1. Separate start/end sorted arrays

Sort starts and ends independently. Use two pointers: if the next start is before the earliest end, allocate a room; otherwise reuse one.

Time
O(n log n)
Space
O(n)
function minMeetingRooms(intervals) {
  const starts = intervals.map(i => i[0]).sort((a, b) => a - b);
  const ends = intervals.map(i => i[1]).sort((a, b) => a - b);

  let rooms = 0;
  let endPtr = 0;

  for (let i = 0; i < starts.length; i++) {
    if (starts[i] < ends[endPtr]) {
      rooms++;
    } else {
      endPtr++;
    }
  }

  return rooms;
}

Tradeoff:

2. Min-heap of end times (optimal intuition)

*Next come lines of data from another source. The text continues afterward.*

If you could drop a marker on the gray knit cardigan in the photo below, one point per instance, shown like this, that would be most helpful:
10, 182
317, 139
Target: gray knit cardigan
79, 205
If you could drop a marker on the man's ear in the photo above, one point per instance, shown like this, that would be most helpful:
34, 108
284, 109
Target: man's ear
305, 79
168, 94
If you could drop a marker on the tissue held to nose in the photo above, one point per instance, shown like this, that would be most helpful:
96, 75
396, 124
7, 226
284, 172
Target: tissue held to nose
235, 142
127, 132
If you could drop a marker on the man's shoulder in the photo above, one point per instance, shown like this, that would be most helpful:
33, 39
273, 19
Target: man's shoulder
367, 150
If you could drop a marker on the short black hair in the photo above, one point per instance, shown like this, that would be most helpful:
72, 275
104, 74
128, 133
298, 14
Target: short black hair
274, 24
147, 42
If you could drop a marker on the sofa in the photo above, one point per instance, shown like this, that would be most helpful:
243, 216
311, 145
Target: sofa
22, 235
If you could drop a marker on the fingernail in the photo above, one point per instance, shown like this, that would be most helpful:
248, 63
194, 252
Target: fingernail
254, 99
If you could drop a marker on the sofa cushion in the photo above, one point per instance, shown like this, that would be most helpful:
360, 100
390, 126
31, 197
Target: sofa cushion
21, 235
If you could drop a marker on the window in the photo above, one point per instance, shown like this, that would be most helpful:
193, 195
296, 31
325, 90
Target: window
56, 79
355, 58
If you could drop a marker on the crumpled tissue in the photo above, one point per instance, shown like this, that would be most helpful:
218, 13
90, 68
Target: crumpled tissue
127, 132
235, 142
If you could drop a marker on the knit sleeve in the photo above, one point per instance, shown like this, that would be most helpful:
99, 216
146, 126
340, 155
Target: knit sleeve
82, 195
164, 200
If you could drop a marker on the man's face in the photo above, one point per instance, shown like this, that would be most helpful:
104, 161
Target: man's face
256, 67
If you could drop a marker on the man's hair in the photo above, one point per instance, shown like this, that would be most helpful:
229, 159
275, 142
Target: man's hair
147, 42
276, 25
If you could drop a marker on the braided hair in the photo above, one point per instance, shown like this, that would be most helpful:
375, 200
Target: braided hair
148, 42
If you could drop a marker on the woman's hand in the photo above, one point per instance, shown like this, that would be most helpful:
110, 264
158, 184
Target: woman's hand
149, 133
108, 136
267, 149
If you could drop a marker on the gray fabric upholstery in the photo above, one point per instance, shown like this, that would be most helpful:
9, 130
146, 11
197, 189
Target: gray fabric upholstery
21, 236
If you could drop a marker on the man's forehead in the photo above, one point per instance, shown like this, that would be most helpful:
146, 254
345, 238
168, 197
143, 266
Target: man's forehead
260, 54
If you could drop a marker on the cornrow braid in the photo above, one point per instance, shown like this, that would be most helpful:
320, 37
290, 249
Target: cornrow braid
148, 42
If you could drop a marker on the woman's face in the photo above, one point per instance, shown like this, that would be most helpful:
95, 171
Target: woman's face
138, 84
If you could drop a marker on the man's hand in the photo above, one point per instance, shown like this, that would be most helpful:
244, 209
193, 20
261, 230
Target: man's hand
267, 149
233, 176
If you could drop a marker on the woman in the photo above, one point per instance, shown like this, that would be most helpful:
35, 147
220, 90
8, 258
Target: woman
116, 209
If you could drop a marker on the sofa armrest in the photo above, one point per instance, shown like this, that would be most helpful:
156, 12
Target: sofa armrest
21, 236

Sort by start. Maintain a min-heap of meeting end times. For each new meeting, if its start >= heap minimum, pop (reuse room); otherwise push (new room). Heap size = rooms needed.

Time
O(n log n)
Space
O(n)
function minMeetingRooms(intervals) {
  if (intervals.length === 0) return 0;
  intervals.sort((a, b) => a[0] - b[0]);

  // Min-heap simulated with a sorted array (acceptable for interview)
  const heap = [];

  function heapPush(val) {
    heap.push(val);
    heap.sort((a, b) => a - b);
  }

  function heapPop() {
    return heap.shift();
  }

  heapPush(intervals[0][1]);

  for (let i = 1; i < intervals.length; i++) {
    const [start, end] = intervals[i];
    if (heap[0] <= start) {
      heapPop();
    }
    heapPush(end);
  }

  return heap.length;
}

Tradeoff:

Asana-specific tips

Asana interviewers often frame this as 'how many parallel task-review sessions do we need?' Both approaches are O(n log n) — the two-pointer solution is clever and compact, but the min-heap version maps more naturally to a real room-allocation system where rooms have identities. Mention that in production you'd use an actual priority queue library; the sorted-array stand-in is for whiteboard clarity.